Crap numbers are numbers that are used by marketing people, politicians and journalists to try and make a point but which when you look at them more closely, don’t mean a damn thing.

This was brought home to me today when I attended a presentation on Amazon Cloud Services and the presenter produced a slide saying that the durability of Amazon’s S3 service was 99.999999999. When I asked what this meant, he said that if I had 10, 000 stored objects, I would lose one of them every 10, 000, 000 years.

I then asked if Amazon had actually tested this and, of course, they hadn’t because they haven’t been around for 10 years, let alone 10 million. He then admitted it was a theoretical figure. The problem is that reliability theory doesn’t work with ‘rare events’ – things that hardly ever happen. There are not enough of these events to come to any statistical conclusions about them and we have no idea of how failures in different parts of a system may be related when these events occur.

Amazon S3 storage is pretty good and you are very unlikely to lose anything in S3 – but neither Amazon nor anyone else can put a trustworthy number on this.

The recent Scottish referendum was another wonderful source of crap numbers. I’ll give a couple of examples:

1.     There were different estimates given of the amount of oil remaining in North Sea reserves from 8 billion barrels to 24 billion barrels. Politicians used these figures as if the North Sea was like a whisky bottle with some whisky left in it. The implication was that there is a fixed amount there and that when there was disagreement about the amount one side or the other was lying about it.
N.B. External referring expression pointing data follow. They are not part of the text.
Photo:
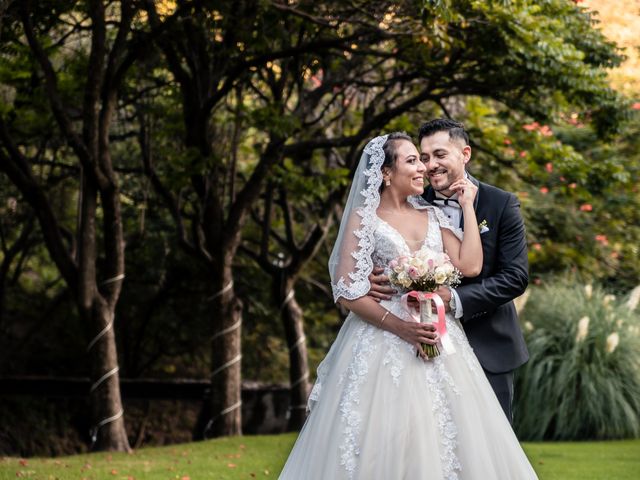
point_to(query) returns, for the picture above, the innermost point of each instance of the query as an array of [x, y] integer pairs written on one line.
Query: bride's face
[[407, 175]]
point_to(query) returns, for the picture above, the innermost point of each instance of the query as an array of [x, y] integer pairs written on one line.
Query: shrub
[[582, 380]]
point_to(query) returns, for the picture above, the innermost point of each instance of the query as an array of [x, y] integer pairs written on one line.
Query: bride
[[379, 411]]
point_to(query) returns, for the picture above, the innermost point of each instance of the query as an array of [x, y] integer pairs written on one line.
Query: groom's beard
[[444, 189]]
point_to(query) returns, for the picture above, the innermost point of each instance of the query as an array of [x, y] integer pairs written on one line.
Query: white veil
[[350, 263]]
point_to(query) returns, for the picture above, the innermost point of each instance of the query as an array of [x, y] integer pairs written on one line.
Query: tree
[[106, 30]]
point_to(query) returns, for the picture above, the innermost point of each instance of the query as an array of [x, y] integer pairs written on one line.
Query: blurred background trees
[[223, 136]]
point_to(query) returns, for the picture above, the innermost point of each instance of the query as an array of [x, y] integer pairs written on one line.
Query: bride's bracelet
[[384, 317]]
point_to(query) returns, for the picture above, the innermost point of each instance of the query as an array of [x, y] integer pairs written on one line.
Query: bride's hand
[[466, 191], [417, 334], [380, 289]]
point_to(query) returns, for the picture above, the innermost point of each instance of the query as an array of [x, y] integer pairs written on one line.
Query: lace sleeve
[[444, 222]]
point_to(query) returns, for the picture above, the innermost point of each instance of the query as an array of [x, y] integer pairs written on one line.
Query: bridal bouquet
[[420, 275]]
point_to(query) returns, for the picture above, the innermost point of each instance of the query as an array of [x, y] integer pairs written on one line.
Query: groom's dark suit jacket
[[489, 315]]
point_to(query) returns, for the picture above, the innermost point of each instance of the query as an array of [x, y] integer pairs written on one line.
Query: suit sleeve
[[511, 276]]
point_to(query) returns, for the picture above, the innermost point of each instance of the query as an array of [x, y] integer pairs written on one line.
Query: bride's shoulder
[[419, 203]]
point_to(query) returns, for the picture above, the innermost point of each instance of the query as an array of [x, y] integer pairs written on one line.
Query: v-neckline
[[406, 244]]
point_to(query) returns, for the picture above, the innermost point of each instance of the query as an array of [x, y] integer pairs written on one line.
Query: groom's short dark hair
[[455, 129]]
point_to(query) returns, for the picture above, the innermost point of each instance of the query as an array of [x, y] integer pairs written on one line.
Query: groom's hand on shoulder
[[380, 288]]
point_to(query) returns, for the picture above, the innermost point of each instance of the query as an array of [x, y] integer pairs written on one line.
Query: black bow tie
[[446, 201]]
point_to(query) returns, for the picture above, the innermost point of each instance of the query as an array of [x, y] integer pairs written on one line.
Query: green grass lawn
[[263, 457]]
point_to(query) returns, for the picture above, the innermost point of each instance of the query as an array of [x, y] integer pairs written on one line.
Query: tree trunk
[[292, 320], [226, 403], [108, 430], [107, 423]]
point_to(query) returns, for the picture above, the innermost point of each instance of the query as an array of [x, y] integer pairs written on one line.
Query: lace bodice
[[390, 244]]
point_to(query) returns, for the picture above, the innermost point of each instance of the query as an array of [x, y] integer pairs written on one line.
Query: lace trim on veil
[[364, 264]]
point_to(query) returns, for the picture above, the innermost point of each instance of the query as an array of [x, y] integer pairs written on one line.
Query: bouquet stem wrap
[[423, 315]]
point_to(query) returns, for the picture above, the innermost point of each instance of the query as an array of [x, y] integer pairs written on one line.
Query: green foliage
[[582, 380]]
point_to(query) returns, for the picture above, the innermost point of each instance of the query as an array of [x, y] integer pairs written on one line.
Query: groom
[[484, 304]]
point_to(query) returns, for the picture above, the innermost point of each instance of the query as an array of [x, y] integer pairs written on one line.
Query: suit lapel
[[475, 201]]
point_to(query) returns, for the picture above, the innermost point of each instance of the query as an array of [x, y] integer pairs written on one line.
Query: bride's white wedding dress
[[378, 412]]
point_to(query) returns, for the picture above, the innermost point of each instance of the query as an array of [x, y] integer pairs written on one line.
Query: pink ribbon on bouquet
[[441, 325]]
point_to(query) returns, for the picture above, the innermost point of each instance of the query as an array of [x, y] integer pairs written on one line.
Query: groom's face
[[445, 159]]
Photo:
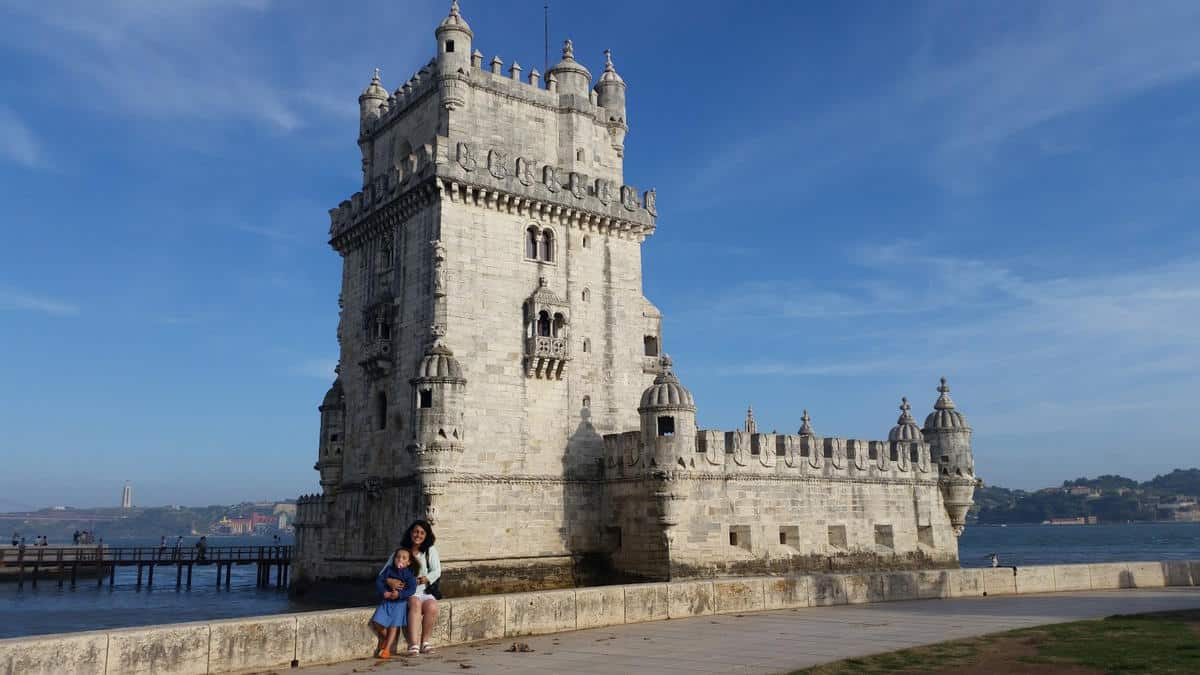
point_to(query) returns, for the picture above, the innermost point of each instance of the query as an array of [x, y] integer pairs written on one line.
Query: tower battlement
[[501, 371]]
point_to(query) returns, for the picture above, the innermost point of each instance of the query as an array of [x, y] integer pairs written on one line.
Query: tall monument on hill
[[501, 371]]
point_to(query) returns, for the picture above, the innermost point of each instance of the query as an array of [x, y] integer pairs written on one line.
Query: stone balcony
[[546, 357]]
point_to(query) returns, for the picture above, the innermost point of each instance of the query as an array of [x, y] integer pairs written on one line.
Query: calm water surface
[[48, 609]]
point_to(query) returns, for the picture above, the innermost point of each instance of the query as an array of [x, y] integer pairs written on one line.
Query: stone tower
[[492, 323], [949, 441]]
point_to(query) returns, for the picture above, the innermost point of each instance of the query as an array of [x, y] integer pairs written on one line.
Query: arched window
[[652, 345], [381, 411], [532, 243]]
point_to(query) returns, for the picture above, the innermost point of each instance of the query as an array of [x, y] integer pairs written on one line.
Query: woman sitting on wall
[[423, 607]]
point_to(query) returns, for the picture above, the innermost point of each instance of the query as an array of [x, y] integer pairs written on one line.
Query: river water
[[49, 609]]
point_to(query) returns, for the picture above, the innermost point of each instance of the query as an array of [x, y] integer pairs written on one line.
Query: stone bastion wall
[[327, 637]]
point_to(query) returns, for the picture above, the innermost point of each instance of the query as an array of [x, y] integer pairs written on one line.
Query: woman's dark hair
[[407, 542]]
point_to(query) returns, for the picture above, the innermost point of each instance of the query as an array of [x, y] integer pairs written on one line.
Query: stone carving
[[525, 172], [467, 156], [497, 163], [628, 198], [604, 191], [579, 185], [550, 178], [439, 272]]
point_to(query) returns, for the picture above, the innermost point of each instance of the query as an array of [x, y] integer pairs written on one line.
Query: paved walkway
[[773, 641]]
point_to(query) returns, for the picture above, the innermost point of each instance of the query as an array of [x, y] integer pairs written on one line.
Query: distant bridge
[[69, 563]]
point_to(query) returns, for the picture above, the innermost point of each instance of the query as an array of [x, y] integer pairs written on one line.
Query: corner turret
[[373, 96], [949, 441], [454, 58], [573, 78], [611, 96], [906, 426], [438, 393], [333, 437]]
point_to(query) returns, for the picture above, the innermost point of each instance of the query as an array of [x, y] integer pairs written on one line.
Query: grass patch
[[1162, 643]]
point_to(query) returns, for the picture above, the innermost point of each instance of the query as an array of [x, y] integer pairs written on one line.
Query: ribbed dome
[[667, 392], [906, 426], [438, 363], [569, 64], [375, 90], [610, 72], [945, 417], [335, 396], [454, 21]]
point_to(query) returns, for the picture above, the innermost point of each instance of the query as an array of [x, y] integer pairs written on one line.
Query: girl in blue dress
[[396, 583]]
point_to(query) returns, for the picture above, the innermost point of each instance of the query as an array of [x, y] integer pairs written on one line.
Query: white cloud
[[16, 299], [18, 143]]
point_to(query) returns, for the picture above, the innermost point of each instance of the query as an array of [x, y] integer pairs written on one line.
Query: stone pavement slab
[[773, 641]]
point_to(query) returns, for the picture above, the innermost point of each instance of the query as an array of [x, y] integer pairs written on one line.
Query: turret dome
[[906, 426], [667, 392], [454, 21], [375, 90], [945, 417], [439, 363]]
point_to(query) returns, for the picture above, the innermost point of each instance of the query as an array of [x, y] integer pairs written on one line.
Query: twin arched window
[[539, 244]]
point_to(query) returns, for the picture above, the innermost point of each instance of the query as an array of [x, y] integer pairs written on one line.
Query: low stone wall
[[327, 637]]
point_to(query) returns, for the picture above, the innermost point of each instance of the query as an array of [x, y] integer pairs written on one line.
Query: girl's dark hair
[[414, 565], [407, 542]]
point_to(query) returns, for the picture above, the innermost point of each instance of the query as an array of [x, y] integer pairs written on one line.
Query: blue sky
[[855, 198]]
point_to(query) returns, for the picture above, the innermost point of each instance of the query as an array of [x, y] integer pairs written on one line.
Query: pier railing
[[99, 561]]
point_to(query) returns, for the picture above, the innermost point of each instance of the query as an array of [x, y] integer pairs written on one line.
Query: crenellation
[[502, 372]]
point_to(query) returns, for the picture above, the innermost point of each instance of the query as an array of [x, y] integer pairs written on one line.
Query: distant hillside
[[1110, 499]]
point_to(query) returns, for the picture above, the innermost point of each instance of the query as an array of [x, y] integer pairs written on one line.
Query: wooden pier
[[70, 563]]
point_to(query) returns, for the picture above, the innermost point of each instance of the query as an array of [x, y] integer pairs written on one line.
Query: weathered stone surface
[[900, 585], [1146, 574], [786, 592], [999, 580], [179, 649], [538, 238], [690, 598], [533, 614], [1072, 578], [738, 595], [966, 583], [646, 602], [935, 584], [1109, 575], [1035, 579], [75, 653], [1176, 573], [863, 587], [826, 590], [246, 644], [329, 637], [479, 617], [604, 605]]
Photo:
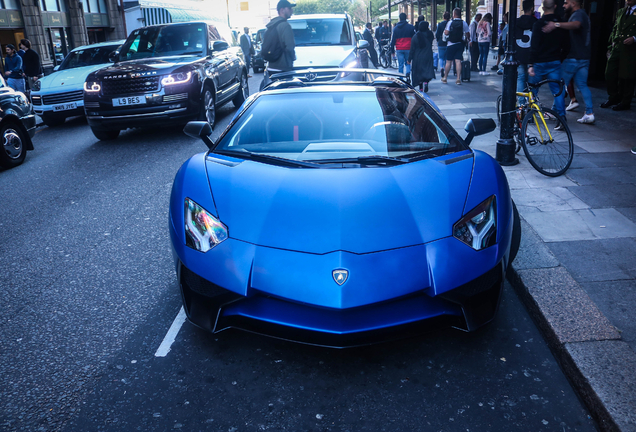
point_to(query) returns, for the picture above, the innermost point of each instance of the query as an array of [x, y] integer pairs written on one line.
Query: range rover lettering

In fact, all of these number can be defended. The question is not ‘how much oil is left’ but ‘how much oil can be economically extracted’. This depends on both the world oil price, which is unpredictable and the extraction technology, which tends to improve and fall in price over time. But, nobody can be sure what will happen and it’s disgraceful that politicians did not admit this.

2.     After the referendum, there was an opinion poll taken which asked a sample of the population how they voted. This showed that 71% of young voters, voted ‘yes’ and 29% voted no. Politicans and commentators latched onto this figure and some ‘yes’ supporters disgracefully condemned older people for being too conservative and sabotaging Scottish independence.

However, when you look into the opinion poll in more detail, you find that there were 14 young voters in the poll. This means that 10 said they voted ‘yes’ and 4 voted ‘no’. But we have no idea if those sampled told the truth about how they voted and the chances of a sample of 14 being representative across an electorate of hundreds of thousands is pretty small.  So, in truth, we really have no idea how votes were distributed across age bands (another poll, equally unreliable, came to a different conclusion).

To be fair, these marketing people, journalists and politicians do not always deliberately misuse numbers – their maths and statistics is usually pretty minimal and they don’t understand the limitation of data. But you should always be sceptical when people trying to convince you of something use numbers to make their case – more often than not, these are crap numbers.